Angka ini diikuti oleh kelompok bahan makanan, yakni kelompok perumahan, air, listrik, gas dan bahan bakar serta kelompok sandang yang masing-masing menyumbang 0,04 persen.
Jika dilihat dari komponennya, terlihat inflasi inti menyumbang angka terbesar inflasi umum (headline) sebesar 0,22 persen. Inflasi barang bergejolak (volatile food) menyumbang 0,03 persen dan inflasi harga diatur pemerintah (administered price) memberi andil 0,01 persen terhadap inflasi umum.
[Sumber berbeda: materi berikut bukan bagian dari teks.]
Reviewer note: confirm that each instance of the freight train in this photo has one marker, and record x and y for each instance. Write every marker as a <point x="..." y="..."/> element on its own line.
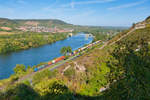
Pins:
<point x="63" y="57"/>
<point x="49" y="63"/>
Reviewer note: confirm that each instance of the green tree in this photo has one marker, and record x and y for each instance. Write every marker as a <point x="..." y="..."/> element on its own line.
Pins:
<point x="19" y="69"/>
<point x="65" y="50"/>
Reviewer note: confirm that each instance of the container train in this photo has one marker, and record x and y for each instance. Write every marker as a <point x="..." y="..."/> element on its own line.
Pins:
<point x="63" y="57"/>
<point x="49" y="63"/>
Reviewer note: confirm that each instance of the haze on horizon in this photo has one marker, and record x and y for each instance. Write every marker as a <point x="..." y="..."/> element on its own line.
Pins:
<point x="79" y="12"/>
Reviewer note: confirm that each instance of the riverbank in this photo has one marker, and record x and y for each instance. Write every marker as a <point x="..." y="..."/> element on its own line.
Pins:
<point x="35" y="56"/>
<point x="29" y="73"/>
<point x="17" y="42"/>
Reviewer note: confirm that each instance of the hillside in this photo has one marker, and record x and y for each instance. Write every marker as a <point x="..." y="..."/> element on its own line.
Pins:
<point x="117" y="69"/>
<point x="11" y="22"/>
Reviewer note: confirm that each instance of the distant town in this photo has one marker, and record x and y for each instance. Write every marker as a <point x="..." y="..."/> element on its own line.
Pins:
<point x="44" y="29"/>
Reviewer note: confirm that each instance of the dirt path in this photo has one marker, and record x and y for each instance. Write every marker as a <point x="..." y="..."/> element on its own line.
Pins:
<point x="106" y="43"/>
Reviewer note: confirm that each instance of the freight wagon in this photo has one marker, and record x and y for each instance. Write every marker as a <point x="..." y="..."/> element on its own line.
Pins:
<point x="49" y="63"/>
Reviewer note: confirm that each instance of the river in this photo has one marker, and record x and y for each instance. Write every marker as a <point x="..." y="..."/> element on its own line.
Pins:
<point x="35" y="56"/>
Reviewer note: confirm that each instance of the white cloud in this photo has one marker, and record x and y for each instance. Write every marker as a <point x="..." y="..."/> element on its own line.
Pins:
<point x="21" y="1"/>
<point x="127" y="5"/>
<point x="73" y="4"/>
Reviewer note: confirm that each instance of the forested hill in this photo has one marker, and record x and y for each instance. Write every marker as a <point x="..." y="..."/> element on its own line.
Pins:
<point x="118" y="69"/>
<point x="32" y="22"/>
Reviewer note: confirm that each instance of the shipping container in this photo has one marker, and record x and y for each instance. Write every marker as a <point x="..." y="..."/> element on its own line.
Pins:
<point x="58" y="59"/>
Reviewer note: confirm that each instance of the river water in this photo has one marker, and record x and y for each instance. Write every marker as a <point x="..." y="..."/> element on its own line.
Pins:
<point x="35" y="56"/>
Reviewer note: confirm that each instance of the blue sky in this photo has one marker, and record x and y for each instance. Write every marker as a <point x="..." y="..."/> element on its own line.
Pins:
<point x="79" y="12"/>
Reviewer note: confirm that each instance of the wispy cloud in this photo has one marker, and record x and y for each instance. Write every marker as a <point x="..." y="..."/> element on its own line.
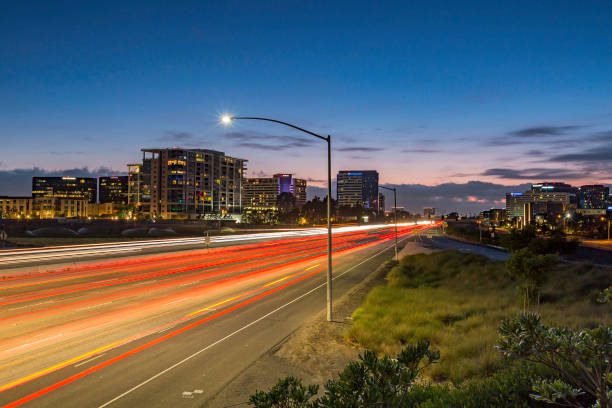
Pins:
<point x="263" y="138"/>
<point x="359" y="149"/>
<point x="420" y="151"/>
<point x="534" y="174"/>
<point x="595" y="154"/>
<point x="544" y="131"/>
<point x="176" y="136"/>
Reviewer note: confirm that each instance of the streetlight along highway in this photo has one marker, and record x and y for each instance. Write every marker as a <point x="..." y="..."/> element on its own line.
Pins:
<point x="227" y="119"/>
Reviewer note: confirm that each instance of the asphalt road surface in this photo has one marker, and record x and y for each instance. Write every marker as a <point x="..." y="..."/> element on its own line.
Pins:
<point x="166" y="329"/>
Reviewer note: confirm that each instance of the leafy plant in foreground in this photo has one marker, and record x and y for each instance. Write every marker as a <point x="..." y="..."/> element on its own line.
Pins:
<point x="582" y="359"/>
<point x="369" y="382"/>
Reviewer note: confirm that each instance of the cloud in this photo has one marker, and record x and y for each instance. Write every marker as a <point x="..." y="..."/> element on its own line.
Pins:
<point x="595" y="154"/>
<point x="277" y="147"/>
<point x="420" y="151"/>
<point x="601" y="136"/>
<point x="358" y="149"/>
<point x="256" y="137"/>
<point x="544" y="131"/>
<point x="472" y="196"/>
<point x="18" y="182"/>
<point x="534" y="174"/>
<point x="176" y="136"/>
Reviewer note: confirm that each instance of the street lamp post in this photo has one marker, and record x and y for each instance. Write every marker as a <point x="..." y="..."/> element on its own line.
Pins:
<point x="395" y="214"/>
<point x="228" y="119"/>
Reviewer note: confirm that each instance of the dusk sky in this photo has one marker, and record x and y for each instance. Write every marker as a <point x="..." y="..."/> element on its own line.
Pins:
<point x="427" y="93"/>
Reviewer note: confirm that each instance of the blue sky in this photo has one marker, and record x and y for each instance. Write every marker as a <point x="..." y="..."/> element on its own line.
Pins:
<point x="427" y="93"/>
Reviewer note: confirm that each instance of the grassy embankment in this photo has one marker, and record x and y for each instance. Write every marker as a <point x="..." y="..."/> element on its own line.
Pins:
<point x="457" y="301"/>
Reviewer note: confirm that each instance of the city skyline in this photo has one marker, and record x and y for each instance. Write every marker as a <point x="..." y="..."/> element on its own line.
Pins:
<point x="524" y="88"/>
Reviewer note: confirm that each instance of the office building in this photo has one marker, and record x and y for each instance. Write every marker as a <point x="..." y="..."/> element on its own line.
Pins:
<point x="594" y="196"/>
<point x="176" y="183"/>
<point x="358" y="188"/>
<point x="429" y="212"/>
<point x="76" y="188"/>
<point x="113" y="189"/>
<point x="494" y="216"/>
<point x="16" y="207"/>
<point x="545" y="201"/>
<point x="264" y="192"/>
<point x="553" y="187"/>
<point x="134" y="188"/>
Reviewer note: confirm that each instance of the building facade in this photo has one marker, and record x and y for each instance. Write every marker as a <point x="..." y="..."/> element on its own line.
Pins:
<point x="429" y="212"/>
<point x="264" y="192"/>
<point x="113" y="189"/>
<point x="176" y="183"/>
<point x="543" y="201"/>
<point x="16" y="207"/>
<point x="76" y="188"/>
<point x="594" y="196"/>
<point x="358" y="188"/>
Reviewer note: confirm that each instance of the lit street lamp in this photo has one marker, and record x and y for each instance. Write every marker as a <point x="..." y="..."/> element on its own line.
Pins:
<point x="226" y="119"/>
<point x="395" y="214"/>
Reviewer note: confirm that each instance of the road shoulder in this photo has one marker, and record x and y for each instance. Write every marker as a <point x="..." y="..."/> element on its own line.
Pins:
<point x="315" y="352"/>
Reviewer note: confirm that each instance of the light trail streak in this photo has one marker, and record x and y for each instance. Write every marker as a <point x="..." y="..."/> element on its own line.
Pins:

Deputi Bidang Statistik Produksi Badan Pusat Statistik, Adi Lumaksono, menyebutkan inflasi inti bulan Februari sebesar 0,37 persen dan mendorong inflasi inti Februari tahunan mencapai 4,57 persen di luar kewajaran. Sebab, biasanya komponen inti tak sebesar angka itu.
Cukup besarnya andil inflasi inti ini, menurut Destry, masih terjaga karena secara kumulatif menjadikan inflasi tahunan di rentang 5 persen atau di kisaran target pemerintah. “Apalagi ada potensi deflasi seperti masa panen di bulan April mendatang.”
Era moneter ketat juga diperkirakan masih akan terjadi oleh Direktur Institute for Development of Economics and Finance (Indef), Enny Sri Hartati. Besarnya kontribusi inflasi inti itulah, menurut Enny, bakal mempengaruhi Bank Indonesia mendorong kenaikan BI Rate tahun ini. “Padahal, sektor riil berharap suku bunga tak lagi naik agar bisa lebih leluasa bergerak di tengah ketidakpastian ekonomi di tahun pemilu ini.”